As part of my brains healing process, my occupational therapist used to try and persuade me to do puzzles, particularly crossword puzzles. How I hated them! Recently however I found my two best friends poring over a newspaper.
“I think it’s pounced,” muttered B.
“ I’m just worried about cauliflower,” replied Jans.
“Mmmmmmmm,” they murmured in unison.
‘Oh, glory, they’re working on a crossword puzzle,’ I thought. I am totally useless at crossword puzzles. The three of us do things together. I would never cope with crossword puzzles!
“What are you up to?”
“We’re doing a Codeword puzzle,” B answered. “No, stop scowling! I’ll show you how it works.”
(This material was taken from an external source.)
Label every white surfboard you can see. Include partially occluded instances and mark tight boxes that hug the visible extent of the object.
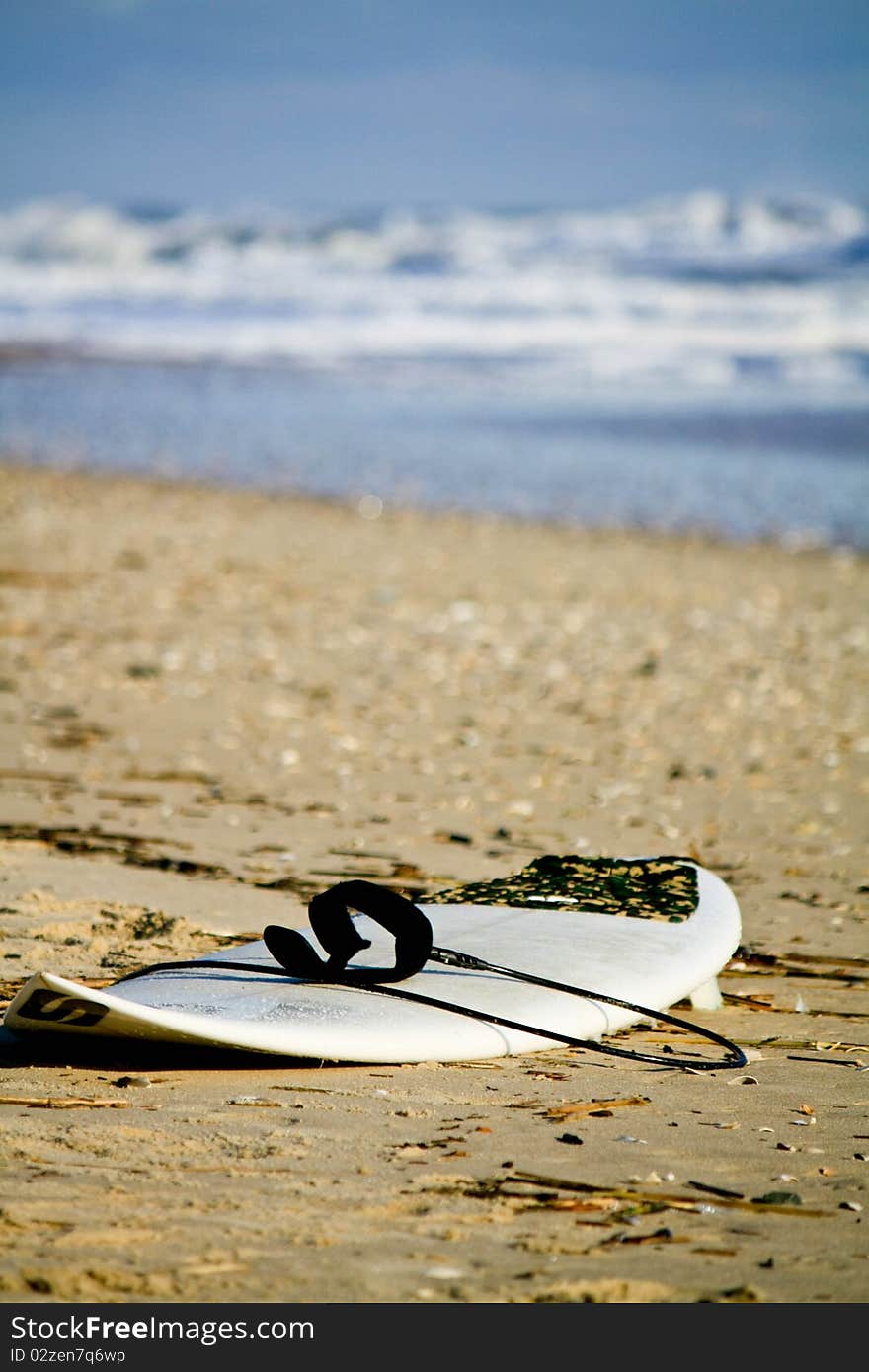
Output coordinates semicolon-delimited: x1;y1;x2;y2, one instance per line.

She pointed out a crossword puzzle type frame. In it three letters of the alphabet were strewn at odd places around the puzzle. These are the ‘clues’ to the rest of the puzzle!
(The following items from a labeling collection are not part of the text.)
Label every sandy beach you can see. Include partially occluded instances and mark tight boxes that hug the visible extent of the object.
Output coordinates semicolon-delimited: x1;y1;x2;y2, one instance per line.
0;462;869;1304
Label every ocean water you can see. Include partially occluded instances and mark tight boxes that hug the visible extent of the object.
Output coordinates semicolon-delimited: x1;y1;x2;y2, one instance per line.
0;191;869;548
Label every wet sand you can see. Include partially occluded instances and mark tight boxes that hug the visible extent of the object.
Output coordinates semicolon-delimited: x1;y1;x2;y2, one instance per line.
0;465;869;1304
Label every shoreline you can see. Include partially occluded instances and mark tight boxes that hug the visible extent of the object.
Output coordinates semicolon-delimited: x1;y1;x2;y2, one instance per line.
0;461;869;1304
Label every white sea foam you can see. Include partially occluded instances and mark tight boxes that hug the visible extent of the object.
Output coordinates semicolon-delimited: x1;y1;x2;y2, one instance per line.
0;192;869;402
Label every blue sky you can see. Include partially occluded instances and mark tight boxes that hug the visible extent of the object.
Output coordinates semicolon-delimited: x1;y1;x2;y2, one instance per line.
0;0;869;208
“Down here you have the alphabet with the three letters crossed out. Now you have to fill in the rest to make up words.”
Hesitantly I made a suggestion.
“Yeah, Gaye, I think that could work,” said B with a smile. I joined in solving the puzzle and found to my delight that I could do it. To my relief, I discovered that over the years my brain had improved.
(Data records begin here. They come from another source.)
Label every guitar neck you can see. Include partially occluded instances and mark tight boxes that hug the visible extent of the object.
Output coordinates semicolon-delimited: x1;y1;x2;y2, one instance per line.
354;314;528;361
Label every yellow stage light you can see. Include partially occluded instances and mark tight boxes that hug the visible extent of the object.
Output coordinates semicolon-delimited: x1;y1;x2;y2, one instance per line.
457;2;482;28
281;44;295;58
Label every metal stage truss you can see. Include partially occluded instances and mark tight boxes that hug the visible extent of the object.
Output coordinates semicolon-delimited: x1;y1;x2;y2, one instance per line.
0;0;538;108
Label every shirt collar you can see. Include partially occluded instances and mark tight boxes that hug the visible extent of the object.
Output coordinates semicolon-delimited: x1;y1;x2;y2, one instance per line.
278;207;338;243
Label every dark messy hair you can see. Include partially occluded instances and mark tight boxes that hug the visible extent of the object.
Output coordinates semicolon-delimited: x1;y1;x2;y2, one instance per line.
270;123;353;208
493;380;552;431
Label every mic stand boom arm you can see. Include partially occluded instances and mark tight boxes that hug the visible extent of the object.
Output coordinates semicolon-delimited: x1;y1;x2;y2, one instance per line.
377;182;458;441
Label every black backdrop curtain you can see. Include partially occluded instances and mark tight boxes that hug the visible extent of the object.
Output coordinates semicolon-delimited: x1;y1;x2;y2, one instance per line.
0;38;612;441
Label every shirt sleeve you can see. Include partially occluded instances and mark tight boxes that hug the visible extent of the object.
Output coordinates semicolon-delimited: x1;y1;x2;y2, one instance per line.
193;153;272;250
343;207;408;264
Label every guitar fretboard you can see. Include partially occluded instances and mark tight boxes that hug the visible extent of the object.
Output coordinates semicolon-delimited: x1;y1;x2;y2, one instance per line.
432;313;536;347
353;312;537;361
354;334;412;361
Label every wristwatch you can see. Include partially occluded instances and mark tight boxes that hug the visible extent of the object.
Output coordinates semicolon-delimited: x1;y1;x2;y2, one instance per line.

I am now able to do Codewords. It takes me a long time and, unlike B and Jans, I do the easy ones. But their feelings on completion, are nothing compared to mine. The satisfaction when I complete a puzzle is insurmountable. I look at all the painstakingly filled in words with utter delight and joy!

The CodeCracker CodeWord Puzzle from the Cape Times

I now have a Codeword App on my iPad. I try and get this brain of mine to battle with a puzzle daily. It is good for my damaged brain. It is good for every brain! Medical gurus now tell us that puzzles stave off brain ‘old age’! I wish to have a vitally working brain in my eighty year old body!

With a smile, I think back to my childhood code, the sign language code, my parents code and I now look at the Codeword puzzle that tries to baffle me. It won’t though. I won’t let it.
I have always had a desire to crack life’s codes. There are those that I solve and those that I learn from.

That is the wonder of this code of life!